Здесь же, в сию секунду опредмечивающемся историческом пространстве, в настоящем историческом моменте чувствуешь себя, как чувствовал и писал об этом Бунин после революционных потрясений России в 1917 году: «Нападите врасплох на любой старый дом, где десятки лет жила многочисленная семья, перебейте или возьмите в полон хозяев, домоправителей, слуг, захватите семейные архивы, начните их разбор и вообще розыски о жизни этой семьи, этого дома – сколько откроется темного, греховного, несправедливого, какую ужасную картину можно нарисовать, и особенно при известном пристрастии, при желании опозорить во что бы то ни стало, всякое лыко поставить в строку!

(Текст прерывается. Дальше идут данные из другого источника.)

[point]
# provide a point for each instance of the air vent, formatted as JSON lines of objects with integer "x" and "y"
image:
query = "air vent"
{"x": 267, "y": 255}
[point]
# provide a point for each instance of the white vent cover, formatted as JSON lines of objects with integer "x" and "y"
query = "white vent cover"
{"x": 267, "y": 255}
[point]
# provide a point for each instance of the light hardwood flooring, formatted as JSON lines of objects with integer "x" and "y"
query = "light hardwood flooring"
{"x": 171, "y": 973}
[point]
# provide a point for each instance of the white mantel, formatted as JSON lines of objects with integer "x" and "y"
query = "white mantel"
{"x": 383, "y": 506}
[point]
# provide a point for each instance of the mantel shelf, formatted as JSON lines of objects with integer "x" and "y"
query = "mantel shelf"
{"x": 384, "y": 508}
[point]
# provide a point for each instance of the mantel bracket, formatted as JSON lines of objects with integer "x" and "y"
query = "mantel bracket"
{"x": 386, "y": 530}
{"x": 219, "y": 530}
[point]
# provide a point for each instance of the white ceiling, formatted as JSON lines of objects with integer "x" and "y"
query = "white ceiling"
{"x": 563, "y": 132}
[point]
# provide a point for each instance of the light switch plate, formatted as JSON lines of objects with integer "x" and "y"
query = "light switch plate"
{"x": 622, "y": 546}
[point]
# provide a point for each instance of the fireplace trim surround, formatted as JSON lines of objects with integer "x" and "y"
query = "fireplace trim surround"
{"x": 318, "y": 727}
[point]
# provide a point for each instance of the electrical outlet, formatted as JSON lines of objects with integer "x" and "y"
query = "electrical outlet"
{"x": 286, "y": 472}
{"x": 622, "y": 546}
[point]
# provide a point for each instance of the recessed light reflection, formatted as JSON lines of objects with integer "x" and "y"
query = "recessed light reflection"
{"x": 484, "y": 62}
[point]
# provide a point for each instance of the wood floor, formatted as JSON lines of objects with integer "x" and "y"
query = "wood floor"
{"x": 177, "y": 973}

Так врасплох, совершенно врасплох был захвачен и российский старый дом. И что же открылось? Истинно диву надо даваться, какие пустяки открылись!.. Что открыли? Изумительно: ровно ничего\» («Окаянные дни»)

Но не так ли произошло в России (Советском Союзе) на рубеже 80-х и 90-х годов? Опять тот же самый разор, попрание всяких святынь, правил жизни, опять везде – в крепком доме, уютном и обжитом, несмотря на то, что тут, то там были видны треснувшие окна, слышны скрипящие половицы, всюду была облезлая краска и было видно, что дом нуждается в ремонте, в укреплении фундамента, но по всей своей силе он мог стоять еще не один десяток лет, и вот все это было снесено почти до основания, самое ценное было или уничтожено или вынесено на площадь и продано или роздано за копейки, жадно смотрящим на богатства этого дома окружающим жителям других домов и стран.

А ведь это произошло, когда жильцы этого дома, только-только поправив свое, почти дотла разрушенное после войны жилище, научились жить по новым правилам и с новыми его «домоправителями», привыкли к устойчивости мирной и стабильной жизни. Опять – в который раз в русской истории – мы были вынуждены раскрыть все двери настежь и повалить из дома стремглав, пока там не разгорелся новый пожар. Да сколь же в этом доме богатств, как терпеливы его жильцы, чтобы опять и опять переживать такой разор и такие бедствия?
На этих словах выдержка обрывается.